Once upon a time, folk music was not the respected genre it is today.
There were no Bob Dylans, Joni Mitchells or Paul Simons. Far from being household names, singers like Woody Guthrie
, Burl Ives
and Pete Seeger were just getting by. Now-legendary bluesmen like Lead Belly and Muddy Waters
were known, but only in certain segregated circles. Jazz – folk and blues music’s most noted offspring – was still barely a teenager. For the most part, folk music was still down-home stuff, performed by residents of backwoods and hollers, and largely unknown or dismissed by the rest of the world.
Alan Lomax helped change all that.
Alan Lomax is shown in this March, 30, 1948 file photo.
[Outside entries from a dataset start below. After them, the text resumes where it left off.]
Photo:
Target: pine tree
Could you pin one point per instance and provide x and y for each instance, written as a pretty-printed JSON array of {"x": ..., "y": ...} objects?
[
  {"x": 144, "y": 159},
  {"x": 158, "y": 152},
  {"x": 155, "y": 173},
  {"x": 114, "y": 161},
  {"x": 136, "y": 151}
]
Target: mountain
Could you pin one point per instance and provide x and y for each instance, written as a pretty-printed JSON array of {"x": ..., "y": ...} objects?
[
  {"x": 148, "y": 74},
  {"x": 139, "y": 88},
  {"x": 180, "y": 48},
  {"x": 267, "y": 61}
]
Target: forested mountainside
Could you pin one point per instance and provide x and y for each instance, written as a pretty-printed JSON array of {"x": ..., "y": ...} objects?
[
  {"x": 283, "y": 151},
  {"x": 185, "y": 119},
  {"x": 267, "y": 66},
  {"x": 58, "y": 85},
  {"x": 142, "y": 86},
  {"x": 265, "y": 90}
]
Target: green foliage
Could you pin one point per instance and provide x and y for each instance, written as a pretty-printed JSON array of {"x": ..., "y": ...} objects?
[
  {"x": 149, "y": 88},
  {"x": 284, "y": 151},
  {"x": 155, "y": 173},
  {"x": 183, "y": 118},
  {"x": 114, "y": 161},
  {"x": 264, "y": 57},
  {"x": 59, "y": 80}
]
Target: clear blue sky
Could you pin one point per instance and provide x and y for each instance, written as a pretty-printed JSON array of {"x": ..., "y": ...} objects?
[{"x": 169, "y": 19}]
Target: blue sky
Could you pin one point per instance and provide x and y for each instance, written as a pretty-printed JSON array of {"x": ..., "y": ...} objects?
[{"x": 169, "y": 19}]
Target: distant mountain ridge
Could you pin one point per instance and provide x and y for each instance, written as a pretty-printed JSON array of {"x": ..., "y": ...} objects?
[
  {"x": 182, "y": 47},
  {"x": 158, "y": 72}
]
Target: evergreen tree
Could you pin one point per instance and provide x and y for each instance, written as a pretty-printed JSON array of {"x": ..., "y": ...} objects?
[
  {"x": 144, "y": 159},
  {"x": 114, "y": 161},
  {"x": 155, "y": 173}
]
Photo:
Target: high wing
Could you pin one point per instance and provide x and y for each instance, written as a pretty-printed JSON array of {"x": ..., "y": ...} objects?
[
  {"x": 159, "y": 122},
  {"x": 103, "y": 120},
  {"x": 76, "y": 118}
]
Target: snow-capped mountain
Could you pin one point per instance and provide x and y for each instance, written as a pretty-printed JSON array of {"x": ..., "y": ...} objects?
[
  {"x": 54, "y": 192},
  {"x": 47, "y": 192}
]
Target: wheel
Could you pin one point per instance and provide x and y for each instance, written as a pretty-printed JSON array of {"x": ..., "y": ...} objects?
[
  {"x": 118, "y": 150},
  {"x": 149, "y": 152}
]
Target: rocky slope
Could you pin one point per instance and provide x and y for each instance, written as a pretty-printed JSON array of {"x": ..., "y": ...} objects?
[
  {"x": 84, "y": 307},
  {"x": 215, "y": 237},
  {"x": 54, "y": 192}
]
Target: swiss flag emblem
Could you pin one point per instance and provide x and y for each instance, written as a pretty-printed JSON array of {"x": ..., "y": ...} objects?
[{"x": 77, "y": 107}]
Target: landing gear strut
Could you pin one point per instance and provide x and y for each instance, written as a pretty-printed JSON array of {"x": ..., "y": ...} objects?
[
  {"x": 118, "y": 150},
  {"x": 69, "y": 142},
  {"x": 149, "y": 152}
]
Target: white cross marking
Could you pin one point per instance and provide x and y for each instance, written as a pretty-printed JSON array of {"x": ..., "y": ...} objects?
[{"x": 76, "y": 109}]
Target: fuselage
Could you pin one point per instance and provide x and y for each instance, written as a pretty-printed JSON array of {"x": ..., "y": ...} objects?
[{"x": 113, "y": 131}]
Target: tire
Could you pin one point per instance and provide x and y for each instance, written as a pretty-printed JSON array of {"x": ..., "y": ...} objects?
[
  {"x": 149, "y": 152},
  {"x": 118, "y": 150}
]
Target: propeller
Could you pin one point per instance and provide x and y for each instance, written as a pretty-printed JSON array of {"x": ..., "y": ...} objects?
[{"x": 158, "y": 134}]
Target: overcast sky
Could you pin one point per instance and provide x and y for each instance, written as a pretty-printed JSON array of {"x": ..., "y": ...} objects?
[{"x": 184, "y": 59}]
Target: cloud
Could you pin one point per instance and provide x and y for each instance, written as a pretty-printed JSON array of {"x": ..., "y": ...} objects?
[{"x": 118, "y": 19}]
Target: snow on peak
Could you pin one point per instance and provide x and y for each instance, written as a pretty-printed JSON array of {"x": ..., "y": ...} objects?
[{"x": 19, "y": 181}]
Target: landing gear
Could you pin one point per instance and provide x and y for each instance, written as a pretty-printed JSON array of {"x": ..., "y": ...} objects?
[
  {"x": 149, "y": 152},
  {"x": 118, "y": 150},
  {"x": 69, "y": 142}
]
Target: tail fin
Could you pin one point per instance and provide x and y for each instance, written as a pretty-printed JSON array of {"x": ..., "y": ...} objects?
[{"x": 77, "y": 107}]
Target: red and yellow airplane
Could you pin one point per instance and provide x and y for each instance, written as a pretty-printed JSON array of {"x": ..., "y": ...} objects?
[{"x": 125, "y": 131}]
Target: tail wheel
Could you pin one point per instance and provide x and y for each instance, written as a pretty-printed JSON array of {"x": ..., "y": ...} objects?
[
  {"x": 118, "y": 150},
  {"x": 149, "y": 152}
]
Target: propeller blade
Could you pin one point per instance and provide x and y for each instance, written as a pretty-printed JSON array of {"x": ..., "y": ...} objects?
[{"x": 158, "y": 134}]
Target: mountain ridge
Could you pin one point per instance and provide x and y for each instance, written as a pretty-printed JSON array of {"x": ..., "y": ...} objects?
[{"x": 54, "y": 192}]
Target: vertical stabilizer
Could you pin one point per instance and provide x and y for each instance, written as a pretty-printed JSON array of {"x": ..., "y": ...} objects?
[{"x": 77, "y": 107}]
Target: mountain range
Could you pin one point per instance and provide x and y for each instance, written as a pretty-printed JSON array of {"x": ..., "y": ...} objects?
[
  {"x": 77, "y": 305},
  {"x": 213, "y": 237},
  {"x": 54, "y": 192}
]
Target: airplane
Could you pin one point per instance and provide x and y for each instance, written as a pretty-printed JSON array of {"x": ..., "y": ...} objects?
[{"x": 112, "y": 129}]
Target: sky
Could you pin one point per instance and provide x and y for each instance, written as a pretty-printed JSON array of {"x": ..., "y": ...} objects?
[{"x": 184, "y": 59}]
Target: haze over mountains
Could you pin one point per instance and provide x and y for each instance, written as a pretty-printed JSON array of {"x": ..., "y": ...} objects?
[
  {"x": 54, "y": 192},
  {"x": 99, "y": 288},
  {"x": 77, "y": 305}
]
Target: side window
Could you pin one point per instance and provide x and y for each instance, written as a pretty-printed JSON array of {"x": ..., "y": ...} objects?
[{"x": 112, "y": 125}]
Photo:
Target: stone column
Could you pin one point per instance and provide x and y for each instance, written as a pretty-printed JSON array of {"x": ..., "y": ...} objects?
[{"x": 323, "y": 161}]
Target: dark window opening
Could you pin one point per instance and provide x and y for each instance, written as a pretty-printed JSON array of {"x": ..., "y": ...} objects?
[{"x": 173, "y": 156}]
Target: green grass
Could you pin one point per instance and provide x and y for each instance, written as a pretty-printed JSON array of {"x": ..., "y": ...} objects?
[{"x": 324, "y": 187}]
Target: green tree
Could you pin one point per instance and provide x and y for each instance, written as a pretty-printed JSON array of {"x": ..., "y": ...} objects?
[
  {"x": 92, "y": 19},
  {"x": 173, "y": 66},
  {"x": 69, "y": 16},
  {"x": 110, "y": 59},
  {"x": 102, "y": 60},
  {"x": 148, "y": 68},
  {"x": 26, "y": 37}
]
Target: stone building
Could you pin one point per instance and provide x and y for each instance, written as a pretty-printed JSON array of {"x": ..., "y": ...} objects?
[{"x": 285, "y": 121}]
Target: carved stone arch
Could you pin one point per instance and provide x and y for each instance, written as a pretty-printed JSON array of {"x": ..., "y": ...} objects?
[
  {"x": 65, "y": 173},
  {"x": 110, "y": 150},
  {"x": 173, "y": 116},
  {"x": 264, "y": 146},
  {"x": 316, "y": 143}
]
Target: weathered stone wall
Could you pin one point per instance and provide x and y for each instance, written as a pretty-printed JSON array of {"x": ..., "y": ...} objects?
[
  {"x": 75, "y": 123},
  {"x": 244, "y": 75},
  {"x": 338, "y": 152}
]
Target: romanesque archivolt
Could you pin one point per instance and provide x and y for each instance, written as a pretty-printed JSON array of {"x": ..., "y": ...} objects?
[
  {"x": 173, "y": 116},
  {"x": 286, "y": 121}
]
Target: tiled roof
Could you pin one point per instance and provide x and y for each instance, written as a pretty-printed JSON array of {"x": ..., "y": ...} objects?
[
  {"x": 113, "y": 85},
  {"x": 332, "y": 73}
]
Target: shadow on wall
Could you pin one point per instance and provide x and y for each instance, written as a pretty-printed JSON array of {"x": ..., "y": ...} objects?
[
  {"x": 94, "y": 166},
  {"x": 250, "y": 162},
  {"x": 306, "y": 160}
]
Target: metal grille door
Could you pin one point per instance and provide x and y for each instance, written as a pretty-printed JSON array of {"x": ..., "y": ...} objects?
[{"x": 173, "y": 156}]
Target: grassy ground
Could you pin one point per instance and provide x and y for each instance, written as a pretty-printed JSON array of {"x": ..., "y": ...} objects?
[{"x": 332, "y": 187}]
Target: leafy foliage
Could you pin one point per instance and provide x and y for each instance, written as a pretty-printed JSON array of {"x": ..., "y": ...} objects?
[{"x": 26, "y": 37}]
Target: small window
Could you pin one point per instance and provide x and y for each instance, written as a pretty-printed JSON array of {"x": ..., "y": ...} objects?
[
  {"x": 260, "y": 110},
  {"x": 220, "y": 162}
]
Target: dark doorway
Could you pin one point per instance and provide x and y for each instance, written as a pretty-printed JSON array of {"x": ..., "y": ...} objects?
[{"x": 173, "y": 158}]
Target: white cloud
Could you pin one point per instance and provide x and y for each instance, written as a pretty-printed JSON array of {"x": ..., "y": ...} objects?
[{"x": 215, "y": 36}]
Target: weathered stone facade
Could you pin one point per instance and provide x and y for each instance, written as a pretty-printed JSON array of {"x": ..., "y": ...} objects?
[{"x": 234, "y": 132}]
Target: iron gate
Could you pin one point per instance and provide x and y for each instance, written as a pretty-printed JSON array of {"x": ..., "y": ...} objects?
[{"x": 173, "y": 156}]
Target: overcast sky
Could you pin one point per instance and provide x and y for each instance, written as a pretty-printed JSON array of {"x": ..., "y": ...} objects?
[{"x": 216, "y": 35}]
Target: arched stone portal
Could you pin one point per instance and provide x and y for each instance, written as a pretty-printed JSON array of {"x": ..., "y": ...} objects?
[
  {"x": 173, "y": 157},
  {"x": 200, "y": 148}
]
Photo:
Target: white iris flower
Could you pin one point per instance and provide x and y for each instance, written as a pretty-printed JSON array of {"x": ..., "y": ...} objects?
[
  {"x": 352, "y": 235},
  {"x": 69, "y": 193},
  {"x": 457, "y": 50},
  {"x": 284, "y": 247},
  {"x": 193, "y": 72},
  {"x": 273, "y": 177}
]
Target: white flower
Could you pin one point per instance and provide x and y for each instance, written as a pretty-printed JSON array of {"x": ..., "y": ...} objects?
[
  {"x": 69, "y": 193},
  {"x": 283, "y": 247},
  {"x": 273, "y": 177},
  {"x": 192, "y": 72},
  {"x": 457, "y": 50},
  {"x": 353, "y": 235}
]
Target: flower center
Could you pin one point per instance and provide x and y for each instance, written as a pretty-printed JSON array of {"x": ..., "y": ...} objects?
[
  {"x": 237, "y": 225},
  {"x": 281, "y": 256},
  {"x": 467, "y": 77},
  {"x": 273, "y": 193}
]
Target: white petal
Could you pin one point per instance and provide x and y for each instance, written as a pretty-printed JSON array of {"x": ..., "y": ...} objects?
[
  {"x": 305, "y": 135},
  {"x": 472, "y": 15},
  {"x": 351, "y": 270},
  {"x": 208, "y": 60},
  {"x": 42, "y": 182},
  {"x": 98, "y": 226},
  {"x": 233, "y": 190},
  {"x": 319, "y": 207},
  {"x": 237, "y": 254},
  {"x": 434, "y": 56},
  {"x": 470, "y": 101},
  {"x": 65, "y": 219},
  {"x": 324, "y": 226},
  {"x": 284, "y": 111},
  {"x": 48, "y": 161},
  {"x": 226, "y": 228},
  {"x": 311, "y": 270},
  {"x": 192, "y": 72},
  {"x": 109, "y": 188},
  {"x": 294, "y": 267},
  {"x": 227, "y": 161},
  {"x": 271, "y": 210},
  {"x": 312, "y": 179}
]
Lomax, the celebrated musicologist who helped preserve America's and the world's heritage by making thousands of recordings of folk, blues and jazz musicians from the 1930s onward, died Friday, July 19, 2002. He was 87. (AP Photo/File)
At a time when there was a strict divide between high and low in American culture, and Afro-American and hillbilly music were especially scorned, Lomax argued that such vernacular styles were America’s greatest contribution to music. -Larry Rohter in The New York Times
Alan Lomax devoted his life to going to the backwoods and hollers and recording the songs played there, helping to create a massive archive of folk music for the Library of Congress. He made the first-ever recordings of Woody Guthrie's music; he preserved tracks by Lead Belly and Muddy Waters. And he presented this music to the public, teaching us about the origins and importance of the music our ancestors made.
In addition to recording folk music, Lomax interviewed the musicians, gaining insight into the way the music was passed down through generations, and learning more about the lives behind the music.
Lomax went beyond the borders of the U.S. to chronicle folk music – working with other historians, ethnomusicologists and anthropologists (like Zora Neale Hurston), he traveled all over the world, with notable projects in Haiti and Europe.
Ten years after Alan Lomax's death, the tens of thousands of songs he recorded are still being released to the public, in large part thanks to Lomax’s own efforts to digitize the recordings and make them widely accessible. According to the New York Times, Lomax “devoted the last two decades of his life to the Global Jukebox project. Looking for commonalities among musical styles from all over the world, he early on began using personal computers to help develop criteria to identify and classify such similarities, in the process creating something very much like the algorithms used today by Pandora and other music streaming services.”
Folk music fans are thankful, and so are folk musicians. But don’t take our word for it – just ask Bob Dylan.
Alan was one of those who unlocked the secrets of this kind of music. So if we’ve got anybody to thank, it’s Alan. Thanks, Alan.